What makes an NTP server a good server, when is it 'good enough'?

In another thread @stevesommars linked to an interesting paper of his that explored some aspects of long-term monitoring:

One thing I recall noticing is that occasionally some servers gave very incorrect time, off by years.

But I feel like you could, with enough data, probably make a statement like, “The 90th-percentile accuracy of pool servers was within 250ms” or something. (To be clear, that statistic is a completely made-up example.)

I wonder if the pool monitoring data used for graphs could give some answers here?
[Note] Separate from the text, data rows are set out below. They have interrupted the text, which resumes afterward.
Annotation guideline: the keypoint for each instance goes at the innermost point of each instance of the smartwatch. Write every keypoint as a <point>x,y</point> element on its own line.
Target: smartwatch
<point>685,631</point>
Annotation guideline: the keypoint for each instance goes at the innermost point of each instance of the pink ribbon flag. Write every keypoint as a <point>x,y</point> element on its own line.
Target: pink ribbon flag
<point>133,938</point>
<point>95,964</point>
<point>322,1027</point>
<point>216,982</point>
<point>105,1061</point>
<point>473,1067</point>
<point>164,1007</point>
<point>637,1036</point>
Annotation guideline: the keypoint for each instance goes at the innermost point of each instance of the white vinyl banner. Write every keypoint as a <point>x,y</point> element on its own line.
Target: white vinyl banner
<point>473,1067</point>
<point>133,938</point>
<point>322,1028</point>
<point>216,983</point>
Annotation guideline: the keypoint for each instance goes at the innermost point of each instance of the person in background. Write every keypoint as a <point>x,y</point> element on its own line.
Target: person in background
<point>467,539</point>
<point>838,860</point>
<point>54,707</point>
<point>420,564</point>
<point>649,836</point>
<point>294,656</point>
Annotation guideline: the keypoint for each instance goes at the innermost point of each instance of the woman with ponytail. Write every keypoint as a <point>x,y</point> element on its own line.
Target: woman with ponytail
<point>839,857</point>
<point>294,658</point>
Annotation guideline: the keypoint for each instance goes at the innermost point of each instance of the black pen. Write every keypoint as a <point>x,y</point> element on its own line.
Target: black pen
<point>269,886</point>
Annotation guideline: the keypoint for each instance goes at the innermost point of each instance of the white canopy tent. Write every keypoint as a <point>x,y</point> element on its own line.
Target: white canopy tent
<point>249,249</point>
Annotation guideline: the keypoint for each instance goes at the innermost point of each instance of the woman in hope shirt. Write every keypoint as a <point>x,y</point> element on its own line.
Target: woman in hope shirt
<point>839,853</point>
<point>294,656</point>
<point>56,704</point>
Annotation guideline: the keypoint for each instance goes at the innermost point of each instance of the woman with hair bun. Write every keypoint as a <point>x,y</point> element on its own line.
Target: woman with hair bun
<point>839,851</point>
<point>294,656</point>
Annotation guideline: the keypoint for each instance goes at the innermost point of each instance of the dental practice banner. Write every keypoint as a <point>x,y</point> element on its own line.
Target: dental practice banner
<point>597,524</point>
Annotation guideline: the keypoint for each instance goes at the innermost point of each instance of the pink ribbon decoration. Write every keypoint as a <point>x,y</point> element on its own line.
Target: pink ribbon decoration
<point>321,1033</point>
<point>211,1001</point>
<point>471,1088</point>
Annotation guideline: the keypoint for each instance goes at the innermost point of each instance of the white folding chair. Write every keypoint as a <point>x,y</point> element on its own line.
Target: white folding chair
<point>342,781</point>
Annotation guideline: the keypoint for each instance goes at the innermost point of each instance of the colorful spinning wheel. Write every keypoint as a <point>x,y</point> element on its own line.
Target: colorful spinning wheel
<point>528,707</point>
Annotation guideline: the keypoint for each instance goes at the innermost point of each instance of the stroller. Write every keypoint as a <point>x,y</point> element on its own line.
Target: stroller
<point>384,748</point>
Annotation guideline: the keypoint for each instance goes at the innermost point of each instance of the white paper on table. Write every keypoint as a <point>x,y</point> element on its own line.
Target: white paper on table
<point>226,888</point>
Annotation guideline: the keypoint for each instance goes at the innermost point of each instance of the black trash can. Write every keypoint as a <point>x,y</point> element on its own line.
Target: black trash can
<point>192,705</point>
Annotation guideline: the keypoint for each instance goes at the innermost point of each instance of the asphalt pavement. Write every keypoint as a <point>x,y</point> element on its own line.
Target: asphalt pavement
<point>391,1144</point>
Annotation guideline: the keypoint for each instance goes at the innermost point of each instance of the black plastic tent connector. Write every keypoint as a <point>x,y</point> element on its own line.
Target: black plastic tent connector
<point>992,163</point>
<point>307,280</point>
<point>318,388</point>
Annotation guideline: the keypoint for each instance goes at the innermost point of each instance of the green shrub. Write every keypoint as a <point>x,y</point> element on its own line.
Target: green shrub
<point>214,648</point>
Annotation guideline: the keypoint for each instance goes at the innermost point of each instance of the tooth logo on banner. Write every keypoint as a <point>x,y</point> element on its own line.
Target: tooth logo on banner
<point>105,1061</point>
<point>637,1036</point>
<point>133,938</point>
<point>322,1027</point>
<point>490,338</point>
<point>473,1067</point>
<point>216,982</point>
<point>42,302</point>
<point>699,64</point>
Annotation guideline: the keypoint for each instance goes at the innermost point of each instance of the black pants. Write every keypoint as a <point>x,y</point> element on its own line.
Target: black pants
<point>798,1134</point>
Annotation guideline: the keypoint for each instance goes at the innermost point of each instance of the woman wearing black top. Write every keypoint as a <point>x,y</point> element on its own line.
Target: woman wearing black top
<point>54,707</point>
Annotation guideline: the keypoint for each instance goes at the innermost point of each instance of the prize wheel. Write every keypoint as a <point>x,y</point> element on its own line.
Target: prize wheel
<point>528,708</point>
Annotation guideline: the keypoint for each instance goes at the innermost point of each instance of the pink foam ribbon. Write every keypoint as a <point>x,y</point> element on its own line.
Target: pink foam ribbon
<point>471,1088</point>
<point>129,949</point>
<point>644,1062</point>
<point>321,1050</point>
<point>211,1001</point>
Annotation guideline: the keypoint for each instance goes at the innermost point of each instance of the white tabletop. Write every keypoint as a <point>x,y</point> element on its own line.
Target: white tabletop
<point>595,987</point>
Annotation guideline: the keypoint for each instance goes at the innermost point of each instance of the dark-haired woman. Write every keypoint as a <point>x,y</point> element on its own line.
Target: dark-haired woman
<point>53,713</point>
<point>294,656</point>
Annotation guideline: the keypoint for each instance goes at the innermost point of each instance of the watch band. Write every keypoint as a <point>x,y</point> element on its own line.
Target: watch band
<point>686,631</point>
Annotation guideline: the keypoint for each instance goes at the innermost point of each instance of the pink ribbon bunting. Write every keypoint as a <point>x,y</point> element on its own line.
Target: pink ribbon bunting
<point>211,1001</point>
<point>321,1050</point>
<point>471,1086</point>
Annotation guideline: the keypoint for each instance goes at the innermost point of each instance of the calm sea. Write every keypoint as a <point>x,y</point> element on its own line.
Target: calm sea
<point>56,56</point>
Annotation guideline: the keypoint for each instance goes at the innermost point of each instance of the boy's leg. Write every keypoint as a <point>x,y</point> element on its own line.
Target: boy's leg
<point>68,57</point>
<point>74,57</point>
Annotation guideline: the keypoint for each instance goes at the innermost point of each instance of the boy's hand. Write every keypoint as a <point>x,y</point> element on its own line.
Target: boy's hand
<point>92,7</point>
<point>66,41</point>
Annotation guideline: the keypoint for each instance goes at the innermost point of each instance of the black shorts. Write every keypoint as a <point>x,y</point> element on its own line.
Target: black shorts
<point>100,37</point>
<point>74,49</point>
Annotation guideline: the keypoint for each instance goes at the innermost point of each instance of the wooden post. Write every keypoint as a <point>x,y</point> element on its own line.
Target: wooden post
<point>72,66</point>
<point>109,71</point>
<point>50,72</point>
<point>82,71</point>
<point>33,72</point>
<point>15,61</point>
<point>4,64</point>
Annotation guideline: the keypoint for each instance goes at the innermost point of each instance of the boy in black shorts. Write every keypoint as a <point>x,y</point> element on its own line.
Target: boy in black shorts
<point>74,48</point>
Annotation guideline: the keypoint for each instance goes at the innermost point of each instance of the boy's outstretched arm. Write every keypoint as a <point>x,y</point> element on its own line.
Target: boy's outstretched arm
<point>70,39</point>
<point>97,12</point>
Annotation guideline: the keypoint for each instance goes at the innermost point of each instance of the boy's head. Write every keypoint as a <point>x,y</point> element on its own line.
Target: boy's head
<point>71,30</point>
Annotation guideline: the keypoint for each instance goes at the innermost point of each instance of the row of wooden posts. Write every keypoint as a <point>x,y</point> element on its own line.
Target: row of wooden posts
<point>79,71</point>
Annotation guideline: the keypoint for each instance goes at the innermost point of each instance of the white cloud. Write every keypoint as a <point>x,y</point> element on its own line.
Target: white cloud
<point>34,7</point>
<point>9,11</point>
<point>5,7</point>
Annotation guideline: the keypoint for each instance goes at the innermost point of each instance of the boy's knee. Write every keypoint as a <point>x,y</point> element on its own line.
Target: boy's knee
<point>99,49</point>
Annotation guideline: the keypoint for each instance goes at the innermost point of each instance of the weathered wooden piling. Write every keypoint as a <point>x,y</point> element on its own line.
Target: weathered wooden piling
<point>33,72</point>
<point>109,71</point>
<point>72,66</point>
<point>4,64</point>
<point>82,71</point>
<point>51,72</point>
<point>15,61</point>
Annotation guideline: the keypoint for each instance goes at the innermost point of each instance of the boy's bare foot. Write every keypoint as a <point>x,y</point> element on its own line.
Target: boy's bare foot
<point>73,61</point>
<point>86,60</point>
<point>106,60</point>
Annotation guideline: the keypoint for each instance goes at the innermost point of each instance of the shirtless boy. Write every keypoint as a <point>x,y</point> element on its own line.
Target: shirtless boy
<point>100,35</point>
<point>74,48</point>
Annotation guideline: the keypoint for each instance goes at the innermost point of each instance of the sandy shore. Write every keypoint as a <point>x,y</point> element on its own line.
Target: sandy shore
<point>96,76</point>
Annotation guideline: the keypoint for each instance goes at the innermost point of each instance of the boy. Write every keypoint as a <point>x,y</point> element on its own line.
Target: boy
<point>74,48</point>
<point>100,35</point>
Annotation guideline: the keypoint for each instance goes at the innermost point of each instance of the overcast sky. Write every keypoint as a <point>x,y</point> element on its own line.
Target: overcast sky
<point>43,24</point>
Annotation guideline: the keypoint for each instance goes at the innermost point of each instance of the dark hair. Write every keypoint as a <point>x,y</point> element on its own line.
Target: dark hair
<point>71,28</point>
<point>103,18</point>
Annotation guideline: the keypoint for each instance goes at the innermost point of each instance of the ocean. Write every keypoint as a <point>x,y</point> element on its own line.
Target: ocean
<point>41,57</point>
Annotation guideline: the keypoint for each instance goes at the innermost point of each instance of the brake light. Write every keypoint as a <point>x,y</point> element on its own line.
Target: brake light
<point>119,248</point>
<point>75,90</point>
Dave’s comment about root dispersion as a reasonable benchmark, and my side project to get all the stuff I manage into Ansible, led me to grab this data:

% ansible all -m ansible.builtin.shell -a "sudo chronyc tracking | grep dispersion"
nyc-2g | CHANGED | rc=0 >>
Root dispersion : 0.004316320 seconds
mia-2g | CHANGED | rc=0 >>
Root dispersion : 0.001929239 seconds
las-2g | CHANGED | rc=0 >>
Root dispersion : 0.001757243 seconds
lux-2g | CHANGED | rc=0 >>
Root dispersion : 0.000888808 seconds
mumbai-1g | CHANGED | rc=0 >>
Root dispersion : 0.001670093 seconds
korea-1g | CHANGED | rc=0 >>
Root dispersion : 0.000842893 seconds
singapore-ls | CHANGED | rc=0 >>
Root dispersion : 0.000610336 seconds
capetown | CHANGED | rc=0 >>
Root dispersion : 0.001687264 seconds
malaysia-ptp | CHANGED | rc=0 >>
Root dispersion : 0.000001237 seconds
sao-paulo | CHANGED | rc=0 >>
Root dispersion : 0.001140296 seconds
bangalore-do | CHANGED | rc=0 >>
Root dispersion : 0.002006466 seconds
singapore-do | CHANGED | rc=0 >>
Root dispersion : 0.001366011 seconds

With the exception of malaysia-ptp, these are all stratum 2+ servers getting time over the Internet. At the same time, they’re all VMs inside data centers where I’ve taken some care to configure them with several good, nearby NTP sources. Someone using wifi on a laptop through their cable modem would probably have worse numbers.